Dakar, mai 2025 – Un vent de réforme souffle sur le secteur médiatique sénégalais, suite à une révélation fracassante : près de 800 millions de francs CFA issus de l’aide publique à la presse ont été détournés en 2023. Face à ce scandale, l’État a décidé de suspendre l’aide pour l’année 2024, avant de poser les bases d’une refondation profonde du système.
Un détournement massif
Le ministère de la Communication a levé le voile sur une gestion opaque du Fonds d’appui et de développement de la presse (FADP). D’après un rapport rendu public début mai, 800 millions CFA – soit 45 % des 1,9 milliard alloués en 2023 – n’ont jamais été perçus par les entreprises de presse. Pire encore, ces fonds ont été orientés vers des structures ou activités sans lien direct avec le secteur, mettant en lumière un système de redistribution détourné de ses objectifs initiaux.
L’État suspend l’aide 2024 et réforme le dispositif
En réponse, l’aide publique à la presse pour 2024 a été purement et simplement annulée.
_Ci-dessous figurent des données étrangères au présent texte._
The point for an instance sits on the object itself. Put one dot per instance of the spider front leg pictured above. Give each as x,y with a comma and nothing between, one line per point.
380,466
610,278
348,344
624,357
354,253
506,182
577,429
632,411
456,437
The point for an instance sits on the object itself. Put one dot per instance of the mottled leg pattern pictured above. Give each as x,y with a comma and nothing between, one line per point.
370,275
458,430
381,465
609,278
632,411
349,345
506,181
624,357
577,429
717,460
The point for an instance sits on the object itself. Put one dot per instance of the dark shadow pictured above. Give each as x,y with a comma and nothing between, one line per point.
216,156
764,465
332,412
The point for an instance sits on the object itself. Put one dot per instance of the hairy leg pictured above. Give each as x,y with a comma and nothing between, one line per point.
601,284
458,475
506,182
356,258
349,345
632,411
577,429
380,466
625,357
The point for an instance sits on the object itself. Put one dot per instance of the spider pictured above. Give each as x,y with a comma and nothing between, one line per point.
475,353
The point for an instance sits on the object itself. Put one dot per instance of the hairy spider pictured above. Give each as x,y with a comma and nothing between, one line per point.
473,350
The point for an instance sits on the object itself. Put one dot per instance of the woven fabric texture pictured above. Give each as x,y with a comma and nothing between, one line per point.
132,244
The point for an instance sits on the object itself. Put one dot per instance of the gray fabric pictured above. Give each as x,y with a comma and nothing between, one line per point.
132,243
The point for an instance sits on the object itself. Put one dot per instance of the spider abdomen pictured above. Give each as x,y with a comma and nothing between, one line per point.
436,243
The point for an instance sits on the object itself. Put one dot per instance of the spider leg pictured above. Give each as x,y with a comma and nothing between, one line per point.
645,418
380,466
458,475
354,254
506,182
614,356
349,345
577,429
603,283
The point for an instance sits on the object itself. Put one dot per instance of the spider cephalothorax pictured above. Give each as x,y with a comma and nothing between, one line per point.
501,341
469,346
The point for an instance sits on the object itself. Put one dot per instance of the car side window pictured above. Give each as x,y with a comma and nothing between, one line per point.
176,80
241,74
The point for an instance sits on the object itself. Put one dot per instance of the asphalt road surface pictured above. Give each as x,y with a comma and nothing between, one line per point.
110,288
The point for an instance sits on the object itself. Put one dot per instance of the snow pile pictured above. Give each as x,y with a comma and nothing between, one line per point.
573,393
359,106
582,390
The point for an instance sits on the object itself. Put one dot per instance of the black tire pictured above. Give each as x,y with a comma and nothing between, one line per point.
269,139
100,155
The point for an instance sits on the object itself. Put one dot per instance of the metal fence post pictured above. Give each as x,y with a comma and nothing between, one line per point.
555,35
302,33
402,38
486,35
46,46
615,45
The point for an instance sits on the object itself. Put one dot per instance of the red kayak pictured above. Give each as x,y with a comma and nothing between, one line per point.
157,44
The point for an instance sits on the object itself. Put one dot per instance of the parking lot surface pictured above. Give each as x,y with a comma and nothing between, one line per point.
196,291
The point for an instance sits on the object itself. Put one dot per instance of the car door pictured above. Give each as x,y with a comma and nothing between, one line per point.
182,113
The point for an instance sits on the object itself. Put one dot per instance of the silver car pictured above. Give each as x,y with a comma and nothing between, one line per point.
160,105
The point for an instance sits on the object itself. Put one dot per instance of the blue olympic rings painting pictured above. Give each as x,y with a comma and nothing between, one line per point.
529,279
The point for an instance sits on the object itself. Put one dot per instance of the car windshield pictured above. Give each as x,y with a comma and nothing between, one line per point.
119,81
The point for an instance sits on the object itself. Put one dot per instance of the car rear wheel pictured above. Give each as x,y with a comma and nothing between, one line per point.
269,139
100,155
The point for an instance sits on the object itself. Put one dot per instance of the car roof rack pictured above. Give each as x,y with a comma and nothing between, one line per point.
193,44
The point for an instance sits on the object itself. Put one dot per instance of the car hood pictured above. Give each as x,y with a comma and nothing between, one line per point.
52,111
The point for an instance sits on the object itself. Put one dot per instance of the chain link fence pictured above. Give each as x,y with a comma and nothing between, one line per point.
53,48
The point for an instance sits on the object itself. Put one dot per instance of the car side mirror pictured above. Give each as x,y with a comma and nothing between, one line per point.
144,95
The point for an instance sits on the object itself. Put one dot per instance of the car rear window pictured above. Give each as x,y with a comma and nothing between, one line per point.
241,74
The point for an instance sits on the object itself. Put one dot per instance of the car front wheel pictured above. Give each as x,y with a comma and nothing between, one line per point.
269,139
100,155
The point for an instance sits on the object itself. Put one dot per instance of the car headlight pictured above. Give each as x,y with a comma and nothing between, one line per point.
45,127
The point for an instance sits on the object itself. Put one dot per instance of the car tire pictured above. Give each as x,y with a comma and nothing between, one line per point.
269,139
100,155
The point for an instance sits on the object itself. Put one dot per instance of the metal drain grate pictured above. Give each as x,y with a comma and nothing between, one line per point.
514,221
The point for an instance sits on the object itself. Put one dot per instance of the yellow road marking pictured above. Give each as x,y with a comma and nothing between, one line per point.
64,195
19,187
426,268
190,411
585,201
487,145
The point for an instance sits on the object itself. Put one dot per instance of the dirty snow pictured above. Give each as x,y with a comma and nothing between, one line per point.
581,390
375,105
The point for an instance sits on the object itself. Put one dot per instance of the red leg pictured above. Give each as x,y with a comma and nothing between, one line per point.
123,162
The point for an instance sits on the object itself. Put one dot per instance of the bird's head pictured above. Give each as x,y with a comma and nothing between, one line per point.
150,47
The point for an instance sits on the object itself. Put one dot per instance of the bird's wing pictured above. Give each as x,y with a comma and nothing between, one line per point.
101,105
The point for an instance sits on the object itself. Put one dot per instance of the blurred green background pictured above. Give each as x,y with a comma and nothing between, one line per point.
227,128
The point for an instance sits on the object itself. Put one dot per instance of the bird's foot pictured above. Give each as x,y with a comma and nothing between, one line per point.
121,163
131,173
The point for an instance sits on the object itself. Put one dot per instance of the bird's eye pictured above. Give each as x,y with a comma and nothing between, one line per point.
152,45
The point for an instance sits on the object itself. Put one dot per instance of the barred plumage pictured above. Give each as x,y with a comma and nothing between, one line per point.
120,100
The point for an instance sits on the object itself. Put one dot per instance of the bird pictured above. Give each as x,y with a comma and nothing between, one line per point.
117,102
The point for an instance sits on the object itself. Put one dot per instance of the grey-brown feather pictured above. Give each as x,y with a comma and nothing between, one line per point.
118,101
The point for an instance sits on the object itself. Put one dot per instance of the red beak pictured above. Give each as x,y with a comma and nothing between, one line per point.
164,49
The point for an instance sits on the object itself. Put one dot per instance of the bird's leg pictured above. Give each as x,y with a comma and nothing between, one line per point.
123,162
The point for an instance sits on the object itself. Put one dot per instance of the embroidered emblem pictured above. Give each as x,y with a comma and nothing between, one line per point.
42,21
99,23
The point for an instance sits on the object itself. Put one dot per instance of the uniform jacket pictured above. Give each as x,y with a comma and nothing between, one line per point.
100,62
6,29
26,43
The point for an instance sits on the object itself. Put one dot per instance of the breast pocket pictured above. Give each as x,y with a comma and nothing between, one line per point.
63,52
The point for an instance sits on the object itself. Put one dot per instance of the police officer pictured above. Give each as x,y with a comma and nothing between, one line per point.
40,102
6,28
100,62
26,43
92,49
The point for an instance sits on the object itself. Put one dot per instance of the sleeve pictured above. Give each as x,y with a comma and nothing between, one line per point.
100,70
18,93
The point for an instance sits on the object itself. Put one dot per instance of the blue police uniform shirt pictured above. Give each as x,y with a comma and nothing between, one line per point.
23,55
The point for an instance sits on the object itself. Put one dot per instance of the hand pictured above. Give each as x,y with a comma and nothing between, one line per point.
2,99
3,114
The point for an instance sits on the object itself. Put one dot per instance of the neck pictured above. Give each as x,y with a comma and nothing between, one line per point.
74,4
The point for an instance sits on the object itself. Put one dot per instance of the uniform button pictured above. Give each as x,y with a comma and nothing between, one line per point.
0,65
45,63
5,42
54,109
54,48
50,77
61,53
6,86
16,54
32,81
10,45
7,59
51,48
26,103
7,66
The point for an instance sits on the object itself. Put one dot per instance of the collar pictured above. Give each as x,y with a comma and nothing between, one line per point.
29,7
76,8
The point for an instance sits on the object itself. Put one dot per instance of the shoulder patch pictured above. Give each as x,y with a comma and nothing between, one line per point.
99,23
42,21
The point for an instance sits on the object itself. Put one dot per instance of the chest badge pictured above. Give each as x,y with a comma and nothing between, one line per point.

Le gouvernement veut prendre le temps d’assainir le dispositif et de bâtir une nouvelle stratégie fondée sur la transparence, l’efficacité et la bonne gouvernance. « Nous devons rompre avec les pratiques anciennes et instaurer un nouveau modèle qui soutient véritablement le développement du secteur », a affirmé le ministre de la Communication.
Un recentrage sur les entreprises formelles
Dès 2025, le montant de l’aide sera porté à 2,7 milliards de francs CFA. Mais seuls 258 organes de presse officiellement enregistrés et conformes au Code de la presse y auront accès, contre 535 auparavant. Cette réduction drastique vise à écarter les entités fictives ou non professionnelles qui profitaient indûment de la manne publique.
Vers un fonds orienté développement
Le FADP nouvelle version sera désormais orienté vers le développement durable des entreprises de presse, avec des critères clairs : investissement dans les ressources humaines, modernisation des équipements, digitalisation et respect des obligations fiscales. L’objectif affiché est de transformer ce fonds en véritable levier stratégique, capable de structurer durablement le paysage médiatique national.
Une exigence de transparence accrue
Dans ce contexte de réforme, le Conseil des éditeurs et diffuseurs de presse du Sénégal (CDEPS) a appelé à une transparence totale dans la gestion du fonds. Il exige une enquête approfondie sur les 800 millions détournés et réclame que toute la lumière soit faite sur les bénéficiaires réels de l’aide passée.
Alors que le Sénégal entre dans une nouvelle ère de gouvernance publique, la refonte de l’aide à la presse pourrait bien constituer un tournant décisif pour la crédibilité et l’indépendance du journalisme dans le pays.